By Jon
Gallagher
Parkland (Exclusive
Releasing, 2013) – Director: Peter Landesman. Writers: Peter
Landesman, Vincent Bugliosi (book). Cast: Marcia Gay Harden, Zac
Efron, Matt Bahr, Mallory Moye, Paul Giamatti, Billy Bob Thornton,
Ron Livingston, & Jacki Weaver. Color, 93 minutes.
Just
in time for the 50th anniversary of the assassination
of President John F. Kennedy comes another movie in the
seemingly endless parade of movies that recreates that historical
event. We’ve seen it from documentaries to fantasies (The Trial
of Lee Harvey Oswald) to conspiracy theories (JFK). What
more could another film do to further our knowledge or appreciation
of what transpired half a century ago?
This
movie promised to give us a different view. Instead of concentrating
on the assassination itself or on who shot Kennedy, this movie was to
focus on Parkland Hospital, the unsuspecting emergency room where
Kennedy was taken moments after the shooting. It made the movie
intriguing enough that the weekend it opened, I went in search of it
(it was in limited release).
I
found the movie about 45 minutes from home, but when I got there on a
Sunday afternoon, I found it had already been pulled from
the theater. Three weeks later, it was already available on DVD.
The
movie begins with Kennedy’s arrival in Dallas as the opening
credits roll with actual footage from the event. By the time they’re
over, Abraham Zapruder is already picking his spot to record history
with his Bell and Howell camera. Within seven minutes of the movie’s
start, Kennedy has been shot.
True
to his word, the director focuses on the resulting chaos at Parkland
Hospital. Shot in cinema verite (handheld cameras), the movie shows
the frantic arrival of the motorcade, the unprepared staff (who could
be prepared for something like this?), and the complete pandemonium
caused with Secret Service, FBI, hospital staff, and a
President who is quickly losing his battle for life.
Effron
is Dr. Jim Carrico, the resident in charge of the ER this day and his
valiant efforts despite his exhaustion and his self doubts. Harden
plays an ER nurse, a take-charge type who keeps a level head
throughout. Both are wonderful in their roles.
Meanwhile,
the secret service is trying to take possession of the Zapruder film
from the man who shot it. Zapruder (Giamatti) is a reluctant recorder
of history with his state of the art camera. He only wanted to take a
movie of the President, not a murder. Thornton plays Secret Service
Agent Forrest Sorrels, who is trying to obtain the footage. Thornton
gives the movie’s best performance as an intense agent under
pressure to solve the crime.
The
first 45 minutes of the film are excellent. They capture the
pandemonium perfectly with the handheld camera angles and the
flawless acting of the entire ensemble (including extras). Most of
the action is at the hospital including a standoff between the locals
and the federal agents about who is going to take the president’s
body.
Maintaining
the intensity of the first half of the movie, however, is too much of
a challenge. The final 45 minutes seems to not only lose
direction of where it’s trying to go, but follow several different
paths at the same time.

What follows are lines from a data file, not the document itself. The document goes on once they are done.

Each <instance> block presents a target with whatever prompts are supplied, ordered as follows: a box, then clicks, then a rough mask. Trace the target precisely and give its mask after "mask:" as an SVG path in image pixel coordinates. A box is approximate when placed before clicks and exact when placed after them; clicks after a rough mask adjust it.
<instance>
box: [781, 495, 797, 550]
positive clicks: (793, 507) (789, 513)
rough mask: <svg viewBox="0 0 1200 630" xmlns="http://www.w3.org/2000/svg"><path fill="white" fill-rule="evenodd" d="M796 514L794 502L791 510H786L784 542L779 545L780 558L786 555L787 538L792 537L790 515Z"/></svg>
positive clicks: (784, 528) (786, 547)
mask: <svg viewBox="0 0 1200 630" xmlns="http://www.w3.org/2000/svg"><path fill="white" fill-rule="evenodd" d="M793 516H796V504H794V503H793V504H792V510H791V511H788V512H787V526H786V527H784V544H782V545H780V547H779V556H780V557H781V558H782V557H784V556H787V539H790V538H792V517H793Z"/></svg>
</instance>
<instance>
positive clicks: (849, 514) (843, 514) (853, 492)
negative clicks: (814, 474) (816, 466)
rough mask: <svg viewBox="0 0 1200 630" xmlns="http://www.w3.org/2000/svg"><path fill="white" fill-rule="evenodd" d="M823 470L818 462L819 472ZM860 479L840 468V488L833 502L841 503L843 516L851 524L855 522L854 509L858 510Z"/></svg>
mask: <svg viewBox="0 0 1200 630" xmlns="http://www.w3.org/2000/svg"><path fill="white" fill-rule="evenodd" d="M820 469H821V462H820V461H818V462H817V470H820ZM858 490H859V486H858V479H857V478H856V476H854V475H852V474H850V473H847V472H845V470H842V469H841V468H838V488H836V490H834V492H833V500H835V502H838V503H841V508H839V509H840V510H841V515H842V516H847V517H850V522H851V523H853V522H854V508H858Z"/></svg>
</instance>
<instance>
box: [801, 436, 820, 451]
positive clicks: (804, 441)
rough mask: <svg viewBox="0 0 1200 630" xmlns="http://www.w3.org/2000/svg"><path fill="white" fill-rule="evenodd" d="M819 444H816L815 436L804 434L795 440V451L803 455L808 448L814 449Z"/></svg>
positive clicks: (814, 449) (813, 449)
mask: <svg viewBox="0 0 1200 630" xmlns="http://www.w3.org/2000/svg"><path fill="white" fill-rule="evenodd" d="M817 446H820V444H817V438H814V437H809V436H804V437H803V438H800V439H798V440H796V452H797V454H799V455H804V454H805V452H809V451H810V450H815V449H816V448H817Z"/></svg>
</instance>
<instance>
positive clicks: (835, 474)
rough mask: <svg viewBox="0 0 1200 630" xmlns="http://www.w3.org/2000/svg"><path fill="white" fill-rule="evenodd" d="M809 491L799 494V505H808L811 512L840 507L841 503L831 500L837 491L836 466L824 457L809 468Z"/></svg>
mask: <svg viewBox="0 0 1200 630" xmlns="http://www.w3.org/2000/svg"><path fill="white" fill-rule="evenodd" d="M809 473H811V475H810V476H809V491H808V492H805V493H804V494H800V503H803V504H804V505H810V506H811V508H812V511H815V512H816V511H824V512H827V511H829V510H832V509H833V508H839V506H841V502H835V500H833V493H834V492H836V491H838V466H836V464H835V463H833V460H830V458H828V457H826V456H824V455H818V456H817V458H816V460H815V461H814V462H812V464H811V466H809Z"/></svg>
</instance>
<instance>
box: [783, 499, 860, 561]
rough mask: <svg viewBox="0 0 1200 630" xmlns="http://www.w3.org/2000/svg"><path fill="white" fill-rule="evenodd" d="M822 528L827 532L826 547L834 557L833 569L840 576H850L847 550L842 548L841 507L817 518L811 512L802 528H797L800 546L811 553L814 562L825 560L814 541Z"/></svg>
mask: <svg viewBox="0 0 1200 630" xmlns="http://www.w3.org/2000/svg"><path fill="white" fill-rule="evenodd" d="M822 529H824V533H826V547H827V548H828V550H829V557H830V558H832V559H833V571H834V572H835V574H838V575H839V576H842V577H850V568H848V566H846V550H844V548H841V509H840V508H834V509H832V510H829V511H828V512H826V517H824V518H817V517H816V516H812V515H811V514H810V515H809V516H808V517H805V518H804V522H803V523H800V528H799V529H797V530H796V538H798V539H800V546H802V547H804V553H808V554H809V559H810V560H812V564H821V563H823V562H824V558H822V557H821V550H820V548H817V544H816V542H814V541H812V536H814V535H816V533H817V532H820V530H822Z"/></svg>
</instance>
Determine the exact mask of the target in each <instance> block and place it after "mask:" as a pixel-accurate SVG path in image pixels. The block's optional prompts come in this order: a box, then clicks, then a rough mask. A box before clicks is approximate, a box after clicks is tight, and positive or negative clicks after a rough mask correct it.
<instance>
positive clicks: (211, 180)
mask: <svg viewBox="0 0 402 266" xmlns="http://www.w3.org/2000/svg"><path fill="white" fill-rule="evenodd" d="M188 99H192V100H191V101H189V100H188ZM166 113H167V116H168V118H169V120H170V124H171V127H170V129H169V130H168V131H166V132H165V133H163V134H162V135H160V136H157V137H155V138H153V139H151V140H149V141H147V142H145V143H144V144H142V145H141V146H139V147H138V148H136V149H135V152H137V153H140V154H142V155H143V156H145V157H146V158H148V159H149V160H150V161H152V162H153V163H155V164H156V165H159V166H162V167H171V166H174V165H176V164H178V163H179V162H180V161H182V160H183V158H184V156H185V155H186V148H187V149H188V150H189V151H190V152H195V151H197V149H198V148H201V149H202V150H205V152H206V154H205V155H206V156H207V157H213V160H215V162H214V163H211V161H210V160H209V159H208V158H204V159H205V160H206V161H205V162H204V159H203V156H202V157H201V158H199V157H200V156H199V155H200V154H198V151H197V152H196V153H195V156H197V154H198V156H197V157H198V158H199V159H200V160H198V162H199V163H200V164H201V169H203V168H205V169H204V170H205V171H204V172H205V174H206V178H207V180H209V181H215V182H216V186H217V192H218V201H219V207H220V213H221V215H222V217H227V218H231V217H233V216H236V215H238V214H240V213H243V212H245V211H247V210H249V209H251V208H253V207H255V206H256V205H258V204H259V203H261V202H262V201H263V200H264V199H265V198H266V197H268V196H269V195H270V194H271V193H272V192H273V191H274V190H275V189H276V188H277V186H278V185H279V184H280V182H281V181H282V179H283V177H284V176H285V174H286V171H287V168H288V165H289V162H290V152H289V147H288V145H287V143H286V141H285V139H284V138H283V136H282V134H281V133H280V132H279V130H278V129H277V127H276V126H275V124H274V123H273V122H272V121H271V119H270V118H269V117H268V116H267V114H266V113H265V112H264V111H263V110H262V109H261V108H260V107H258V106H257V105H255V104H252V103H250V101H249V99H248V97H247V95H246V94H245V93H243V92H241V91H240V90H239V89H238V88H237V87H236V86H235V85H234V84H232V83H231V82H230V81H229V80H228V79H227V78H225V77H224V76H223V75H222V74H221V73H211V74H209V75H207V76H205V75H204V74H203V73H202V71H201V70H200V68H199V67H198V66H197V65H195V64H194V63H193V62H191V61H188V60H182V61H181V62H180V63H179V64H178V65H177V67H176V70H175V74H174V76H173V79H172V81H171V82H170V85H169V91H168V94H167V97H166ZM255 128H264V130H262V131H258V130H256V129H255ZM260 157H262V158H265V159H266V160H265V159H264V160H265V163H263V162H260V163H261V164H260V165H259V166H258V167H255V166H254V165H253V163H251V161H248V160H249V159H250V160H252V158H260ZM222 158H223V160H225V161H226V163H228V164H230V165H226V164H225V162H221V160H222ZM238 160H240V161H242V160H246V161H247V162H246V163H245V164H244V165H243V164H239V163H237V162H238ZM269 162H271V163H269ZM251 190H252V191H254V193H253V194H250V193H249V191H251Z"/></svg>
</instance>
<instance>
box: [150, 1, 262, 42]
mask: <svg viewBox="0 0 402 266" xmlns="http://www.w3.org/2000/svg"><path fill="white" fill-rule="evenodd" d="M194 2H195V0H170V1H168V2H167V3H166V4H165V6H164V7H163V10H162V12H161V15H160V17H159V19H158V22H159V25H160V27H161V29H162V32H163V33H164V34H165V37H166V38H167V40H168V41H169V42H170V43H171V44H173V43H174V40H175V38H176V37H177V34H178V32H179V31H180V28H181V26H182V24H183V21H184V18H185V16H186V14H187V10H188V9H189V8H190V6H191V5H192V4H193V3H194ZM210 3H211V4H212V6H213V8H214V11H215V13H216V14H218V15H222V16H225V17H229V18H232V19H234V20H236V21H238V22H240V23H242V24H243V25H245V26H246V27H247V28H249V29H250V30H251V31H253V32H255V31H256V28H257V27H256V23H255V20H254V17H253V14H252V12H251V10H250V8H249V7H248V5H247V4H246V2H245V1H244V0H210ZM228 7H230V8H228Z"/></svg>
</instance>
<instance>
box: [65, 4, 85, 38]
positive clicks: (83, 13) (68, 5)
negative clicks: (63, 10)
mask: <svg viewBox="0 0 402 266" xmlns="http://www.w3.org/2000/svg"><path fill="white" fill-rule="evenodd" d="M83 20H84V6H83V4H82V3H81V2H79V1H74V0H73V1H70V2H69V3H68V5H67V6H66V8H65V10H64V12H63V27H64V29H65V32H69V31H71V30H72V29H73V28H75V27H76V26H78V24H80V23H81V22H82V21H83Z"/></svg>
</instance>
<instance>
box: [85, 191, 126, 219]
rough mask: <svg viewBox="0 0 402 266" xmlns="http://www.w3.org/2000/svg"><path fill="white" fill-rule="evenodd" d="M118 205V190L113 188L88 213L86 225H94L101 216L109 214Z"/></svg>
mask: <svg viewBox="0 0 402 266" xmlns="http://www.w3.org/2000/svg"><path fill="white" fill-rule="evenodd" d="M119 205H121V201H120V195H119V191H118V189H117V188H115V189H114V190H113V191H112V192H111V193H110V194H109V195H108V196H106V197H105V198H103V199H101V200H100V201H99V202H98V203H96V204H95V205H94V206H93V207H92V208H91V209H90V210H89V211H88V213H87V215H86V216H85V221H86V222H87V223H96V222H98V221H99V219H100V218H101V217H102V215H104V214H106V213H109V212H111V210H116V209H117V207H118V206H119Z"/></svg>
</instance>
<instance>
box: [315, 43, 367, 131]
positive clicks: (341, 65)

They didn’t know if they wanted to stick
with the Zapruder storyline, follow along with Lee Oswald’s brother
Robert and the rest of his family, follow the slain president’s
body back to Air Force One (if he wasn’t dead before he went in the
casket, he would have been after they managed to get it on board!),
or stay with the hospital and explore the staff’s feelings as they
try to save the life of the man, Oswald, who was responsible for the
one they lost just a few days earlier.
There
are some other remarkable treatments in the movie. In every other
Kennedy movie, we see the Zapruder film at least once. In this movie,
we see it, but we see it reflected in the eyeglasses of someone
watching it or we see it some other way other than directly. We are
also not led to believe that there was or was not a second shooter on
the infamous grassy knoll. The film concentrates only on what is
known for fact, not someone’s speculations.
Oswald’s
mother is played as a conniving, controlling, lunatic who sees dollar
signs almost the moment her son is arrested. Weaver handles the role
beautifully. We’re also shown how much trouble they had finding
somewhere that would accept Oswald’s body for burial and how
newsmen covering the event had to act as pallbearers since no one
else would. All are interesting, but stray from the focus, or at
least what we were led to believe the focus would be.
Zapruder’s
character waffles back and forth between a sympathetic one who really
doesn’t want to be where he is, to a greedy opportunist and back
again to sympathetic. It was more than just a little confusing how
the director thought we were supposed to view him. Maybe the intent
was to let us see all sides of him, but it failed because there
wasn’t enough done to develop the final incarnation of his
personality.
Watching
this movie was like talking to someone who goes off on tangents and
never quite gets to the point.
I
gave it a C-, and only
because of the intensity of the first 45 minutes, which was nothing
short of great. Unfortunately, when the wheels fell off, they rolled
quite a ways away, and the movie just never could get back on track.
It’s lucky that it didn’t pull the first 45 minutes down with it.